I don't understand why she hasn't invited you and your DP as a couple. I'm wondering if the invitation to you and your DD was meant as a substitute for being bridesmaids. And/or, if it could be because you're not married? I've noticed that people can get a bit traditional about this sort of thing when it comes to weddings and numbers. (That said it wouldn't be my way.)

How do you feel about having a proper chat with your sister about everything? Could you explain to her what's gone on with your parents and how it's been for you? Could you let her know that you'd rather go with your partner?

Just to add that my DP and I have been in similar situations with 2 weddings and a funeral. We didn't go to the weddings at all and I went to the funeral alone, with my partner's blessing.

HappyBumbleBee · 07/09/2020 03:01

I think I'd be not going. WHY is she so desperate for your OH not to be there? Is there more to that?
If you really want to go, go on your own but my concern is if you go on your own there could be an element of ganging up on you while you've no one (OH) to back you up xx

eaglejulesk · 07/09/2020 03:12

I would go with OH and leave the kids at home, but if you don't want to go then don't.

SavingShoes · 07/09/2020 03:51

She isn't permitted to have more than 27 guests as per government regulations.

She, her fiance and vicar makes 30

Nikori · 07/09/2020 04:12

It all sounds very odd, but if I were you, I'd just go alone. A wedding is a long day with a baby and little one in tow.

timeisnotaline · 07/09/2020 04:22

Is there a backstory with her and your dh? Because I’d rsvp great the numbers allow dh and I to come, we have a babysitter and are looking forward to it. Xx
I’d have to write the text/email several times to make myself edit out great the numbers allow dh and I both to attend just like all the cousins partners, I’m glad you were able to agree on some places for your family not just fiancés extended family!

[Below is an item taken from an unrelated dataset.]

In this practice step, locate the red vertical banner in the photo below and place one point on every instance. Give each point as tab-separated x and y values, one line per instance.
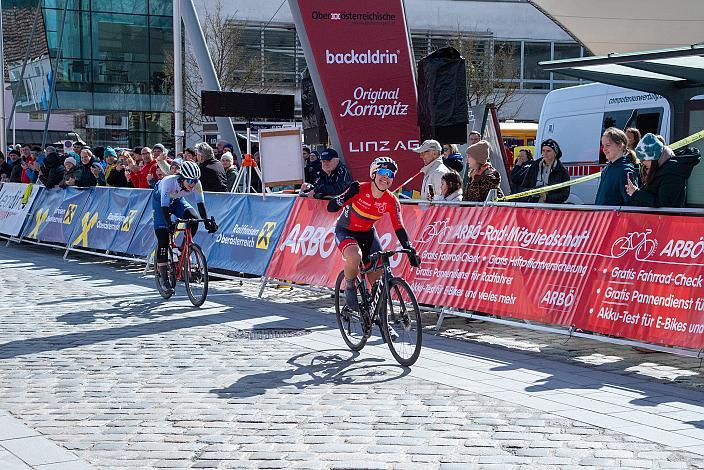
361	65
649	281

If dh is not allowed no way would my children go ‘they aren’t any good at distancing and i wouldn’t have a chance to say hello to anyone looking after them both on my own.’

Mummyoflittledragon · 07/09/2020 04:32

[quote Toomuchtooyoung01]@wouldbegood
Apparently OH cant go due to the restrictions on guests allowed. I totally understand its hard having to choose guests, and if family who she literally never sees etc weren't attending I wouldn't be as pissed off.
I feel like I'm in a really shit position where I either •go alone and have accusing questions about why I didn't bring my children/how upset my nan is etc I haven't wheeled out the cute children for everyone to look at.
• go with my kids which I feel sends the message their behaviour is acceptable, grit my teeth while my parents act the doting grandparents to an audience
•don't go at all and am forever banished[/quote]
Can you go and see your nan with your dcs? The weather is still good and you could be outside.

As for the wedding, I would go with your dp. Taking your dd is rewarding bad behaviour and if something is said, you do not want to have to be in a position of feeling you need to protect your dd from any animosity.